Light, Sound & Colour

What makes music?

What makes music?

Tap a table with your fingers and you make a sound. Tap it in a steady pattern, again and again, and suddenly it feels like a little tune. That tiny step is the start of music!

Music is sounds in a pattern

Music is simply sounds put together in patterns. When sounds come in an order that we choose — fast or slow, high or low, soft or loud — our ears notice the pattern and our brains say, “Ooh, that’s a song!”

The special sounds in music are called notes. A song is lots of notes arranged like beads on a string.

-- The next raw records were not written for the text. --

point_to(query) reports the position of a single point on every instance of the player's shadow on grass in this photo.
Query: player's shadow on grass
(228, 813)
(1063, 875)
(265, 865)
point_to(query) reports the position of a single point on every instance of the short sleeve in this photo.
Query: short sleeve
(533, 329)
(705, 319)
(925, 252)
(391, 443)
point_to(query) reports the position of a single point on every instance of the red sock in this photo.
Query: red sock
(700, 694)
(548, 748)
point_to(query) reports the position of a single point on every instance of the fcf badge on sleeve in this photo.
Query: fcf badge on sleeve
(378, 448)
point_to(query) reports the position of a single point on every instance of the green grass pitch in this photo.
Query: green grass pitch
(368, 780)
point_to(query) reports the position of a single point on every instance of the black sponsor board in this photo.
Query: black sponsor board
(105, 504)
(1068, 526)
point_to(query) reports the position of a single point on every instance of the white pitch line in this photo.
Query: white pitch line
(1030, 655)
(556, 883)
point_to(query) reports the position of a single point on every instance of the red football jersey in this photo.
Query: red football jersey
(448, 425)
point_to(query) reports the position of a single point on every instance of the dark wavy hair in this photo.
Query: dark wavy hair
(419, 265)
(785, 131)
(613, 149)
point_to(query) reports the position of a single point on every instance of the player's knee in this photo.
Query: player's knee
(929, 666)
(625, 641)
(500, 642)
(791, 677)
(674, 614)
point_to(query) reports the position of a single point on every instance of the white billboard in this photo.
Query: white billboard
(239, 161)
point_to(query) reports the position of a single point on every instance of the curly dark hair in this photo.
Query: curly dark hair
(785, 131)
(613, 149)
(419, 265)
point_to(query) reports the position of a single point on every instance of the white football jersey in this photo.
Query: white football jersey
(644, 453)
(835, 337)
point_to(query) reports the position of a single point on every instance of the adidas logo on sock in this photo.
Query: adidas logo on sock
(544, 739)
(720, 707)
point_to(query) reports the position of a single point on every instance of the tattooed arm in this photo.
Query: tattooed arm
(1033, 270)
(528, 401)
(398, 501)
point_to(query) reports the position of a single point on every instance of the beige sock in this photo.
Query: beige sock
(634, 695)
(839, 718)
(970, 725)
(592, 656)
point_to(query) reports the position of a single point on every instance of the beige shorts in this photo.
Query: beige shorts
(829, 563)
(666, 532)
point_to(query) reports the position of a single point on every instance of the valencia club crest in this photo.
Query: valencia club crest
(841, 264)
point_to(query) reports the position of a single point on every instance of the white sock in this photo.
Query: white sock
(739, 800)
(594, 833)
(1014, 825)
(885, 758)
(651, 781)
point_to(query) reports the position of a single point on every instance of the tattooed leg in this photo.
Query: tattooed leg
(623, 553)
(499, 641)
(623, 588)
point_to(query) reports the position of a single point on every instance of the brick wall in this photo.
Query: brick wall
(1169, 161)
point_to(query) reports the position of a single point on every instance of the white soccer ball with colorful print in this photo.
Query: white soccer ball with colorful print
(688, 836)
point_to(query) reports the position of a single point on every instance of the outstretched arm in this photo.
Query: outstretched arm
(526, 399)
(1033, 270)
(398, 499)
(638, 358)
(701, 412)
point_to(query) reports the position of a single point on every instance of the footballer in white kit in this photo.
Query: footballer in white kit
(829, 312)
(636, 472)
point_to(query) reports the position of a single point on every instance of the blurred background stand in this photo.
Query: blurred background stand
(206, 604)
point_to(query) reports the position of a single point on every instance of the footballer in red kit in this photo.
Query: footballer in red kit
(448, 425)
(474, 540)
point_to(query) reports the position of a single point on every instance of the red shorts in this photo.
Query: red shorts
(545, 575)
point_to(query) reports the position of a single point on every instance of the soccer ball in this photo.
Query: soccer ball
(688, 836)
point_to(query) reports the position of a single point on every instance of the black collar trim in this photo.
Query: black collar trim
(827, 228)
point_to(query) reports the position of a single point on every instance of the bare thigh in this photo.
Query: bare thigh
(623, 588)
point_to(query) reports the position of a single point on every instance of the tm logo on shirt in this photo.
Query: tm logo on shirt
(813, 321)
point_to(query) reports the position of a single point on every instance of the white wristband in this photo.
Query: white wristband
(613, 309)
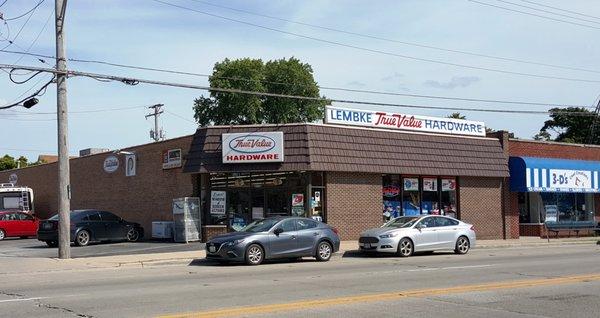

Instruments shake to make notes

Every instrument makes notes by vibrating, which means shaking very fast. A guitar string shakes when you pluck it. The air inside a flute shakes when you blow. The skin of a drum shakes when you hit it.

That tiny shaking pushes the air, and the wiggling air carries the sound to your ears.

High notes and low notes

Here is the clever bit. When something shakes fast, you hear a high note, like a tiny bird. When it shakes slowly, you hear a low note, like a big rumbly bear.

A thin guitar string shakes fast and sings high. A thick one shakes slowly and hums low. Singers do this too, by stretching the tiny bands in their throats!

Wonder fact: A hummingbird’s wings flap so fast they make a humming note in the air — the bird turns flying into music!